L’automatisation fait référence au remplacement des travailleurs et travailleuses par la machine. Dans le passé, les révolutions technologiques successives ont radicalement transformé (« disrupté ») les modes de production dans l’industrie, avec le développement la machine à vapeur, puis de l’électricité. Ce processus d’automatisation du travail bouleverse aujourd’hui le secteur des services (banques, transport, commerce,…) avec le développement de machines intelligentes et autonomes.
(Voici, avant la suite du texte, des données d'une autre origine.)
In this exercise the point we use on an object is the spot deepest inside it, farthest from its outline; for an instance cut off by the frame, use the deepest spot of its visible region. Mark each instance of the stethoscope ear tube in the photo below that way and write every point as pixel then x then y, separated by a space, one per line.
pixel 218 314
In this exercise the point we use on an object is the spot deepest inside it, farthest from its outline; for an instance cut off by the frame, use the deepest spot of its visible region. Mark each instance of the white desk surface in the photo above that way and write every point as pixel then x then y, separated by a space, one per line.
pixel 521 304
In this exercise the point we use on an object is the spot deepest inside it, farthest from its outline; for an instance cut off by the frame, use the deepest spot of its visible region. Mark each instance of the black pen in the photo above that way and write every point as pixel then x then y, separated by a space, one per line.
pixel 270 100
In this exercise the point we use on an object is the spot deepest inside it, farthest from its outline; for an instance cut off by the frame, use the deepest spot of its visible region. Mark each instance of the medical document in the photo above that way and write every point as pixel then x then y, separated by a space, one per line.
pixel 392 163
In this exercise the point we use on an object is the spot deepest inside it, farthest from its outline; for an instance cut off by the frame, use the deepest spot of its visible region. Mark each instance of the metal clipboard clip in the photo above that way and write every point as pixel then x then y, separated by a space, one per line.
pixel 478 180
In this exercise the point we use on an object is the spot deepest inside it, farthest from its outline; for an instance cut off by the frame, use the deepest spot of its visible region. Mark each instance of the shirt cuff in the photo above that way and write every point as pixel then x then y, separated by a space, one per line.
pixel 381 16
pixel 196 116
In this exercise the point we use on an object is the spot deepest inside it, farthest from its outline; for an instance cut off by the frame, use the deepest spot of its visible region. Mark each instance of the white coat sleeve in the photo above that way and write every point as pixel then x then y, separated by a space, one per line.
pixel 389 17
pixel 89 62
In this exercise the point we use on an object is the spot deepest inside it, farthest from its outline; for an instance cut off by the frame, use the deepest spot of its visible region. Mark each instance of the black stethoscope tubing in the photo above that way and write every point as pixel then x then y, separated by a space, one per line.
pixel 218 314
Nous ne connaissons pas encore l’ampleur du changement à venir, mais une étude du think tank Bruegel[1] estime que jusqu’à la moitié (50,38% en Belgique et 54%, en moyenne, en Europe) des emplois existants sont en risque de disparition.
La présente fiche d’actualité se penche sur le second phénomène : le travail via les plateformes en ligne. Les enjeux ici sont tout autres. L’économie de plateforme promet de créer de l’emploi par la mise en relation directe entre particuliers, la flexibilité accrue du travail et la promotion de l’entrepreneuriat. Elle pose cependant question quant aux formes d’emploi qu’elle entend développer. Se posant souvent comme économie « collaborative » ou « du partage », ses bénéfices sociétaux sont, en réalité, discutables.